WHITEHOUSE STATION (Dow Jones)--Ebenso wie der Wettbewerber Pfizer wird auch Merck & Co in diesem Jahr die Folgen des Auslaufens von Patenten auf umsatzstarke Arzneien zu spüren bekommen. Nach einem Umsatzplus von 4 Prozent auf 48 Milliarden US-Dollar im vergangenen Jahr rechnet der Konzern aus Whitehouse Station 2012 nur mit einer Stagnation oder gar einem Rückgang der Einnahmen.

Für Merck wird es dabei ab August 2012 eng. Dann verliert der größte Umsatzbringer, das Asthmamittel Sinclair, sein Exklusivrecht. Der Topseller brachte es im Schlussquartal 2011 noch auf 1,46 Milliarden Dollar Umsatz, 8 Prozent mehr als im Vorjahr. Bei Pfizer und Eli Lilly hatte der Verlust von Patenten für Medikamente bereits im vierten Quartal 2011 auf Umsatz und Gewinn gedrückt.

Beim Gewinn schaut Merck & Co aber trotz der Umsatzstagnation zuversichtlich in die Zukunft, das Ergebnis soll weiter steigen. Im vierten Quartal war die Nummer zwei der US-Pharmaindustrie dank sinkender Kosten und einer guten Umsatzentwicklung bei wichtigen Medikamenten in die Gewinnzone zurückgekehrt.

Merck & Co hat auf die bevorstehenden Probleme wegen des Verlusts von Patenten bereits mit Kosteneinsparungen reagiert. Zudem setzt der Konzern auf weiteres Wachstum bei seinen noch patentgeschützten Medikamenten. Darüber hinaus sollen auch neue Arzneien eingeführt werden. In diesem Jahr und 2013 will der Konzern Zulassungsanträge für fünf Neuentwicklungen beantragen. Darunter sind Mittel zur Behandlung von Osteoporose und Schlaflosigkeit sowie neue Generation von Impfstoff gegen Krebs verursachende Viren.

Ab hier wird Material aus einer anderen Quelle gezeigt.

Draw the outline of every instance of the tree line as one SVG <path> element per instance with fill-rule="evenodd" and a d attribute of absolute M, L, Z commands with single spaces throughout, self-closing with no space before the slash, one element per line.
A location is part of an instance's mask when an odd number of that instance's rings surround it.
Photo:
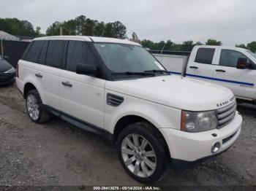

Beim Blick zurück zeigte sich CEO Kenneth Frazier während einer Telefonkonferenz erfreut darüber, wie das Team auf die schwierigen Bedingungen schon 2011 reagiert und diese gemeistert hat. Für das vierte Quartal berichtete Merck & Co am Donnerstag einen Gewinn von 1,51 Milliarden Dollar oder 0,49 Dollar je Aktie nach einem Verlust von 531 Millionen oder 0,17 Dollar je Anteil im Vorjahr. Seinerzeit hatten Abschreibungen von 1,7 Milliarden Dollar im Zusammenhang mit negativ verlaufenen klinischen Tests mit dem Medikamentenanwärter Vorapaxar das Ergebnis belastet.

Im Schlussquartal 2011 schlugen Kosten für Übernahmen und Stellenstreichungen zu Buche. Der Konzern hat die Belegschaft im abgelaufenen Jahr um 8.000 Mitarbeiter oder 8,5 Prozent auf 86.000 Beschäftigte verkleinert.

Freude bereitete dem Konzern im vierten Quartal weiter das 2006 lancierte Diabetesmittel Januvia. Der Umsatz kletterte um 42 Prozent auf 960 Millionen Dollar. Stark gefragt war mit einem Plus von einem Drittel auf 386 Millionen Dollar auch das ebenfalls bei Diabetes eingesetzte Mittel Janumet. Vermehrte Impfungen gegen humane Papillomaviren ließen den Umsatz mit Gardasil um knapp ein Viertel steigen.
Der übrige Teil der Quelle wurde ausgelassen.